Der Begriff Yoga stammt aus dem Sanskrit und bedeutet „anjochen, verbinden“.
Im übertragenen Sinne bedeutet es:

Körper, Geist und Seele in Balance zu bringen,
um mit sich selbst und seiner Umwelt in Frieden zu leben.

Die ersten greifbaren Wurzeln des Yoga liegen um etwa 700 v.Chr.. Yoga ist somit eine der ältesten Wissenschaften vom Leben, welche sich mit dem Menschen in seiner Ganzheit beschäftigt. Ziel ist es, die unruhigen Gedanken zur Ruhe zu bringen, die geistige Klarheit zu entwickeln, um Gelassenheit sowie Gesundheit zu erlagen.

Vorallem in unserer heutigen Zeit und ihren vielfältigen Anforderungen die sie an uns stellt, ist das Verhältnis zwischen Anspannung und Entspannung häufig aus dem Gleichgewicht geraten.

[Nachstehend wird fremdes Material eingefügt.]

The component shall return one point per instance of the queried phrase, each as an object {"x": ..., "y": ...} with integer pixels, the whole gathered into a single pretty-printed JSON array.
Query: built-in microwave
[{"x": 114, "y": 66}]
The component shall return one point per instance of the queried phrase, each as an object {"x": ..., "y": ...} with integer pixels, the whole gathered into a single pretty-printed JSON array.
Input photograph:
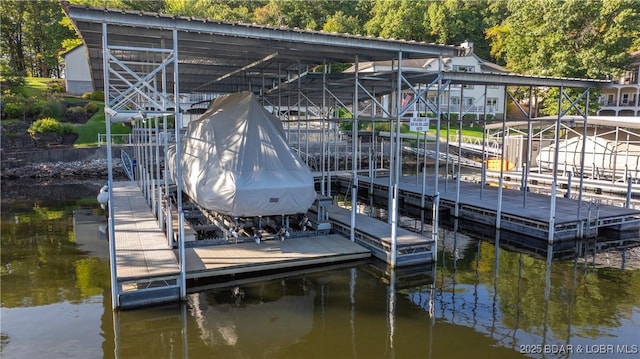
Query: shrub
[
  {"x": 91, "y": 107},
  {"x": 52, "y": 108},
  {"x": 76, "y": 114},
  {"x": 14, "y": 109},
  {"x": 49, "y": 124},
  {"x": 56, "y": 87},
  {"x": 97, "y": 96}
]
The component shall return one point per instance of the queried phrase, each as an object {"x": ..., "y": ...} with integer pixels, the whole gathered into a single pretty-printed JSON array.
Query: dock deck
[
  {"x": 531, "y": 216},
  {"x": 147, "y": 267},
  {"x": 374, "y": 234}
]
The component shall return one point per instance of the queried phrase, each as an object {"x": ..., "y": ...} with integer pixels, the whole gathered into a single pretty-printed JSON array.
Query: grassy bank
[{"x": 43, "y": 88}]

Die körperlichen Übungen, die Asanas, geben dem Körper mehr Kraft und Energie. Die geistigen Meditationstechniken und die Atemübungen trainieren die Konzentration auf den Moment. Die uns innewohnende Lebensenergie wird aktiviert und fördert somit unser höchstes Gut: unsere Gesundheit!

Während der Asanas praktizieren wir Achstamkeit; wir lenken unsere Aufmerksamkeit auf unseren Atem und auch auf die verschiedenen körperlichen Empfindungen. Wir lernen, unsere emotionale Emfpindungen wahrzunehmen ohne sie zu beurteilen. Das obserste Gesetz während des Übens ist, unsere eigene Grenzen liebevoll anzunehmen und sie zu achten.

Die angeleiteten Tiefenentspannungen lösen einen Entspannungsimpuls im Körper aus, das heißt unser Körper baut Stresshormone ab und Glückshormone werden freigesetzt. Unser Kreislauf und unser Geist kommen zur Ruhe, dabei wird gleichzeitig unser Immunsystem angeregt.

Somit hat Yoga eine beruhigende und ausgleichende Wirkung und kann in unserem meist hektischen Alltagsleben zu unserer „Ruheinsel“ werden.